Capítulo 74

Bernardo

– Quero que me leve para a casa, quero voltar para a nossa casa, você me leva? — ela lhe diz, ele sabe que esta com uma cara de bobo, pois não esperava que ela lhe pedisse isso,refeito do inesperado.

– Sim, levo não há coisa no mundo que eu queira mais, você em casa de volta- ele limpa uma lágrima dela que cai, e aquela mão vai parar na nuca dela, a puxando para ele, sua outra mão encaixa na cintura dela, ele sente as mãos macias dela em seu pescoço e rosto, então a beija, como se tivesse passado muito tempo desde o último beijo, quase sem fôlego ele diz — Vamos?

– Sim vamos, vou pegar as coisas, vá chamar as crianças por favor.

Ele sai, ela termina de arrumar as coisas e vai ao encontro deles.

– Vamos passar na sua casa, para pegar suas coisas?

– Não o que eu precisava no momento eu já peguei, esta em meu carro, podemos ir.

– Onde vamos mamãe? — pergunta Lívia de mão dadas com o irmão.

– O que você acha de morarmos todos juntos, eu, você, papai e Miguel? — Emília pergunta para filha, que olha para um, olha para o outro, por fim responde.

– Sim eu quero, vamos agora?

– Sim — diz o pai, dando a mão a Emília e caminham rumo aos carros, observando os filhos que vão á frente. Chegando ao carro, Lívia não quer soltar o irmão, ela acaba indo no carro com Bernardo.

Ele nem acredita, a todo tempo olha para ver a filha e o filho noa banco de trás, ou olha pelo retrovisor para ver o carro de Emília que segue o seu.

Chegando ao prédio, todos descem menos Emília, ela não consegue descer do carro.

– O que a mamãe tem papai- Lívia olha assusta para ele, que sabe quão difícil deve ser para ela esse momento, ele vai ate o lado de Emília.

– Nada filha, ela está bem, não é verdade Emília? — ele lha chama a atenção tocando em seu ombro- Diga a Lívia que esta bem.

– Oi bonequinha, esta tudo bem sim, porquê você não sobe com Miguel.

– Isso Miguel leva a sua irmã e mostre Beth a ela, vou ajudar Emília com as malas.

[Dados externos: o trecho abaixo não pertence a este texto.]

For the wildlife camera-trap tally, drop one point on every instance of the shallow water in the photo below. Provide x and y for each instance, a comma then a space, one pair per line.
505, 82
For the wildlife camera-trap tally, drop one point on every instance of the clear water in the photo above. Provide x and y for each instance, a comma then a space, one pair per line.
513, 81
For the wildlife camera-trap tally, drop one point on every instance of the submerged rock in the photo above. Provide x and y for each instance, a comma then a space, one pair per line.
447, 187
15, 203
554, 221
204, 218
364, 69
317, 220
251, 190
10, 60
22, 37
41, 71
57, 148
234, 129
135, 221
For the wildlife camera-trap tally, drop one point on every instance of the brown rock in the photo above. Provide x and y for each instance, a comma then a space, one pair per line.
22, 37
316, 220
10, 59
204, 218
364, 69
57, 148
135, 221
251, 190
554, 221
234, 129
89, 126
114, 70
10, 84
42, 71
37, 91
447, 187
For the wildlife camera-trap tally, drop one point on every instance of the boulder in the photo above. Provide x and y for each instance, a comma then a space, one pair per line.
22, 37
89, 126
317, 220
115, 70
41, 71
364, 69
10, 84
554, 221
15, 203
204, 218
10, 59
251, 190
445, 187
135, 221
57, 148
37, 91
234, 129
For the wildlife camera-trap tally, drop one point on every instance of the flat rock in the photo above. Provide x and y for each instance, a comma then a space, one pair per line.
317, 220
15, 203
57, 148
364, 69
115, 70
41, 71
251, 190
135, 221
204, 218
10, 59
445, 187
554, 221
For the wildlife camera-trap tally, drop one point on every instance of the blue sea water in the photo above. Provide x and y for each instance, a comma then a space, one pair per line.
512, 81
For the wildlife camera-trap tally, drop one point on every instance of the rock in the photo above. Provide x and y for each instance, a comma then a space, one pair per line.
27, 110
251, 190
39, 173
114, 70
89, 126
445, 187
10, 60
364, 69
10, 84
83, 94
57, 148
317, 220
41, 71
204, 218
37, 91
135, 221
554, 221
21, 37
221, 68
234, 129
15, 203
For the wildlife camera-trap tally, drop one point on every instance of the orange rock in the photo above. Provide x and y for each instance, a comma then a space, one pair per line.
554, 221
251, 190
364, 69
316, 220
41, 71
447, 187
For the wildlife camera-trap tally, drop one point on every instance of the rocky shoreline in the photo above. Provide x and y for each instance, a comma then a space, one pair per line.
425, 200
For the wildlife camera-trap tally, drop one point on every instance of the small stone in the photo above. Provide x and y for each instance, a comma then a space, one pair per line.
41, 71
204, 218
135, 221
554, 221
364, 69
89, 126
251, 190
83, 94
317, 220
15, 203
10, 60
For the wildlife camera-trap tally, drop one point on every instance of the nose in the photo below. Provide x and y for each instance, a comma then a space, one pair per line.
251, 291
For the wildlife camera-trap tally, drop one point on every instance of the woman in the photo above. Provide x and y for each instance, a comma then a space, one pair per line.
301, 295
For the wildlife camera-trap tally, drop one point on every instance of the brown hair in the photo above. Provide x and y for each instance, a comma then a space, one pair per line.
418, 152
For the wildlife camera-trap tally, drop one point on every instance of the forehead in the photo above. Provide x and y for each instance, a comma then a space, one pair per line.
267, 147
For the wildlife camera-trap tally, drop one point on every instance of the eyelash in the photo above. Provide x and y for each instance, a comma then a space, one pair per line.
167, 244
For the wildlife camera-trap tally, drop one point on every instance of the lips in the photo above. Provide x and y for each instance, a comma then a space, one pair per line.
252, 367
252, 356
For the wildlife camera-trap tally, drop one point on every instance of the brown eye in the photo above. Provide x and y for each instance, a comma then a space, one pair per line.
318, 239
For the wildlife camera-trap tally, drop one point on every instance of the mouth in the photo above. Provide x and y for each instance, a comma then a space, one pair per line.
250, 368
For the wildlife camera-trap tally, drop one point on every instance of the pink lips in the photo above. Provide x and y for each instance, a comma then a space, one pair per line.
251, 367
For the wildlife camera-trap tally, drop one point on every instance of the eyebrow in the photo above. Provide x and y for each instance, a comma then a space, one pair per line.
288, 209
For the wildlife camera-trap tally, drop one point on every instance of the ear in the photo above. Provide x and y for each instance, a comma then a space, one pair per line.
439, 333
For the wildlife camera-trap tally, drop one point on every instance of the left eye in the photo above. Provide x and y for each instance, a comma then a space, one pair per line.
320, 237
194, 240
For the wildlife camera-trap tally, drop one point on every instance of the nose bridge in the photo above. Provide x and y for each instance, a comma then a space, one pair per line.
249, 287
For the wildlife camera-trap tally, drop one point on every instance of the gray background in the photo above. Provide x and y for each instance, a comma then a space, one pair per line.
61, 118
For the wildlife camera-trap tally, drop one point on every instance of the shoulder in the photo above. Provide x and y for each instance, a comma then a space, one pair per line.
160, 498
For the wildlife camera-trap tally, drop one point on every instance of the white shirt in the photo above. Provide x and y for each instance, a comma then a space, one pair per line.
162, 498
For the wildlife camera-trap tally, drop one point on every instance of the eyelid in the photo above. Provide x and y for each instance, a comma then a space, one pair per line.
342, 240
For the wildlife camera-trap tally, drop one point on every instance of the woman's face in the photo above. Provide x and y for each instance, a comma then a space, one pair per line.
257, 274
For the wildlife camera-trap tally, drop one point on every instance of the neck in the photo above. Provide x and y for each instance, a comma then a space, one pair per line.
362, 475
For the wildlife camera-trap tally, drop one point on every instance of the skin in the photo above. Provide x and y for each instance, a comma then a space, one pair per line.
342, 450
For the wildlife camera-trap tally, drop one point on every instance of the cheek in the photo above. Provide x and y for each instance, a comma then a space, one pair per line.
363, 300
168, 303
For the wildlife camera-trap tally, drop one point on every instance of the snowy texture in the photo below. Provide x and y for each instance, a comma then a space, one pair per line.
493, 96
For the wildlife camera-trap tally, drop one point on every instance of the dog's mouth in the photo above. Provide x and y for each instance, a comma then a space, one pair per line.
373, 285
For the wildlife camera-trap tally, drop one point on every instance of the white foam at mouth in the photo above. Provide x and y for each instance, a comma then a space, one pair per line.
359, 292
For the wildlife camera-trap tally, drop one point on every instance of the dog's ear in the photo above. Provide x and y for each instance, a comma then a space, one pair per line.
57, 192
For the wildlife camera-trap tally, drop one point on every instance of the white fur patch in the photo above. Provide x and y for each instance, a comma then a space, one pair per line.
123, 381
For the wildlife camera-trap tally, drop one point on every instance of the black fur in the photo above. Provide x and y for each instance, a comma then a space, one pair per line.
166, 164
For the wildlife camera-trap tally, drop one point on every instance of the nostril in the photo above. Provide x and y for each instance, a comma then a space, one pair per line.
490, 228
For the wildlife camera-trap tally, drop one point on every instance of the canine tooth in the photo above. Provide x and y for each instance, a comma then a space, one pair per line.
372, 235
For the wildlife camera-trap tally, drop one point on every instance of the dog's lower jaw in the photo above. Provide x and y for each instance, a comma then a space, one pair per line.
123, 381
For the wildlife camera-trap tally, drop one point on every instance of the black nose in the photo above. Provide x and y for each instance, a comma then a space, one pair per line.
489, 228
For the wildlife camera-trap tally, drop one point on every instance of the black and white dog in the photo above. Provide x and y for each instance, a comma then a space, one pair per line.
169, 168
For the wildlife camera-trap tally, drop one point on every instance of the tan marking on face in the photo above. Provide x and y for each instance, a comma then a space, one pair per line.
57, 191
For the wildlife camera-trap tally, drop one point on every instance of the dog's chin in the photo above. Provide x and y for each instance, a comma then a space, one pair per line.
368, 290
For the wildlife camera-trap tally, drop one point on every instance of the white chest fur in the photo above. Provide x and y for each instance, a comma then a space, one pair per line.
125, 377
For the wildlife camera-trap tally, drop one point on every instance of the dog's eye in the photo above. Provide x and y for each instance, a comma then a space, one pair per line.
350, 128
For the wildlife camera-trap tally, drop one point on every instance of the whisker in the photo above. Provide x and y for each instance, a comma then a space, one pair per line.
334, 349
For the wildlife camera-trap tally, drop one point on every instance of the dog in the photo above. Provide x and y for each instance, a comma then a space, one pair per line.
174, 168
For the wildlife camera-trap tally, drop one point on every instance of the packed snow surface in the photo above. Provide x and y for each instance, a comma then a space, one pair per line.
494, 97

As crianças pegam o elevador, ele abre a porta do carro dela, e estica a mão.

– Vem meu amor.- ela nem tira as mãos do volante.- Vem Emília — ele chama de novo.

– Bernardo isso não ta certo, não esta,- ela começa a chorar.

Ele se aproxima dela e abre o cinto de segurança, pega a chave do carro e tenta tirar as mãos dela do volante, que reluta.

– Não Bernardo, eu não posso.

– Pode sim…

– Não eu não consigo, — lágrimas e mais lágrimas rolam face abaixo.- Eu tenho medo, e se Lia voltar?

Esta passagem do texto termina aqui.